’Je n’aurais pas pu travailler avec lui’ : Schumacher critique Ron Dennis

Aucun regret avec Jordan malgré l’épisode controversé de Spa 1998

’Je n’aurais pas pu travailler avec lui’ : Schumacher critique Ron Dennis
Auteur : Franck Drui
17 mai 2026 - 17:18

Ralf Schumacher n’a jamais caché son franc-parler. L’Allemand l’a une nouvelle fois démontré en revenant sur sa carrière en Formule 1, confessant son soulagement de ne jamais avoir eu à travailler sous les ordres de Ron Dennis chez McLaren. Invité du podcast Formula For Success aux côtés de son ancien patron Eddie Jordan, Schumacher a livré une anecdote révélatrice de sa perception du management en F1, tout en revenant sur ses débuts au sein de Jordan Grand Prix.

Arrivé en Formule 1 en 1997 avec Jordan, Schumacher s’était rapidement illustré avec trois podiums en deux saisons. Mais c’est surtout son Grand Prix de Belgique 1998 qui reste dans les mémoires. Ce jour-là, sur le circuit de Spa-Francorchamps, Eddie Jordan avait demandé à Schumacher de rester derrière son équipier Damon Hill afin d’assurer un doublé historique pour l’écurie.

Une décision controversée, qui avait notamment provoqué la colère de Michael Schumacher, furieux que son frère ne puisse pas jouer la victoire. Lors de leurs retrouvailles, Eddie Jordan a demandé à son ancien pilote s’il avait été le pire directeur d’équipe de sa carrière. La réponse de Schumacher a été nuancée mais révélatrice.

"Non, ce n’est pas vrai. D’abord, tu m’as donné ma chance," a-t-il répondu.

"Et ça aurait pu être pire : j’aurais pu tomber sur Ron Dennis, donc je suis très heureux que cela ne soit pas arrivé. Je pense que je ne pourrais pas travailler avec un homme comme lui, donc je suis content."

Une déclaration qui fait écho aux propos tenus il y a deux ans par Heinz-Harald Frentzen, autre ancien pilote Jordan, qui avait affirmé qu’une plaisanterie sur les connaissances en allemand de Dennis lui aurait coûté une opportunité chez McLaren.

Schumacher en a également profité pour évoquer avec nostalgie la Formule 1 de ses débuts, bien différente de celle d’aujourd’hui.

"Pour Eddie, c’était son entreprise, son bébé, et je suis sûr que ce n’était pas toujours facile," a-t-il expliqué.

"Et je me souviens qu’à cette époque, on faisait du vrai sport automobile : 16 à 18 courses par an, des voitures incroyables, le son, le look… On avait de beaux circuits, un bon catering, pas aussi grand qu’aujourd’hui, mais toujours élégant, et pour 10 % du budget. Pas récemment, mais avant le plafond budgétaire."

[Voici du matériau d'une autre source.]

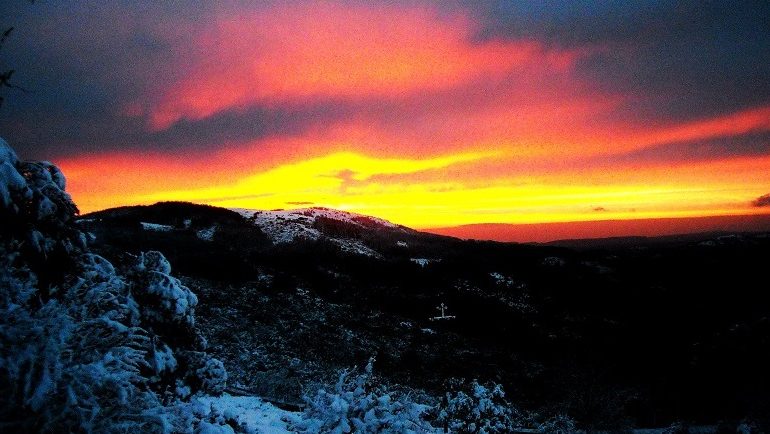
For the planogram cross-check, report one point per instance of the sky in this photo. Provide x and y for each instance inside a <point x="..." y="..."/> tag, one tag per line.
<point x="426" y="113"/>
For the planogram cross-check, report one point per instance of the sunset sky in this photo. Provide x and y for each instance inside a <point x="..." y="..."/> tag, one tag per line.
<point x="426" y="113"/>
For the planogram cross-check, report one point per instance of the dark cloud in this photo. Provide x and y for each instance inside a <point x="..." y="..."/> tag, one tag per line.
<point x="85" y="63"/>
<point x="679" y="60"/>
<point x="762" y="201"/>
<point x="751" y="144"/>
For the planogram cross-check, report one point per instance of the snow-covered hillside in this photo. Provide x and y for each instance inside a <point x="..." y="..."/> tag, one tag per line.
<point x="286" y="226"/>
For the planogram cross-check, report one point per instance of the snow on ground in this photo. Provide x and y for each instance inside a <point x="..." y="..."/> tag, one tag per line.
<point x="251" y="413"/>
<point x="422" y="262"/>
<point x="206" y="234"/>
<point x="156" y="227"/>
<point x="285" y="226"/>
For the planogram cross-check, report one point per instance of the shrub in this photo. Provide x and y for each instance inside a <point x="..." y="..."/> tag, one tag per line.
<point x="356" y="403"/>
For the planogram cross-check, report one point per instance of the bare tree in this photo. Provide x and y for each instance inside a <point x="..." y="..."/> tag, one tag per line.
<point x="7" y="74"/>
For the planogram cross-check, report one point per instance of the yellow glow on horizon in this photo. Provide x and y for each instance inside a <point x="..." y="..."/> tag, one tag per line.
<point x="353" y="182"/>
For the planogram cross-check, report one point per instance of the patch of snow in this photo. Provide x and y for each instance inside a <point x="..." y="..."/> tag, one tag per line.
<point x="357" y="247"/>
<point x="554" y="261"/>
<point x="156" y="227"/>
<point x="286" y="226"/>
<point x="251" y="413"/>
<point x="422" y="262"/>
<point x="206" y="234"/>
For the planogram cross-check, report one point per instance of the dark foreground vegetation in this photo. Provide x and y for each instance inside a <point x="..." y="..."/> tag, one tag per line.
<point x="628" y="333"/>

De son côté, Eddie Jordan a tenu à rappeler les principes qui guidaient sa gestion d’équipe.

"Cela peut paraître un peu étrange, mais j’ai toujours essayé d’être très juste," a-t-il affirmé.

"Tout le monde savait qu’en venant chez Jordan, ils ne toucheraient pas le maximum, mais ils seraient toujours payés. Et ce qu’ils obtenaient, que ce soit les ingénieurs, les designers ou les pilotes, c’était une base solide, un tremplin."

"Ce qui me rend heureux, c’est que nous soyons assis ici aujourd’hui à discuter, après deux ou trois années ensemble, parfois difficiles, parfois très joyeuses."

"Ma mère me disait toujours : ’Souviens-toi que tu dois toujours pouvoir repasser par la porte que tu viens de franchir’. Il ne faut jamais brûler les ponts."

Malgré les tensions de l’époque, notamment à Spa en 1998, Ralf Schumacher assure ne nourrir aucun regret.

"Pour moi, c’était pareil : il y avait sa part et la mienne," a-t-il expliqué.

"Bien sûr, j’étais déçu, en tant que jeune pilote, de ne pas pouvoir gagner. Mais c’était comme ça."

"1998 était une année difficile, nous avions une voiture médiocre, mais 1999 était bien meilleure. Celle de 1997 était une super voiture."

"Aucun regret, tout va bien. Cela fait partie de l’histoire, de l’apprentissage."

Après son passage chez Jordan, Schumacher rejoindra Williams en 1999, où il signera ses six victoires en Grand Prix, avant de passer puis terminer sa carrière chez Toyota en 2007.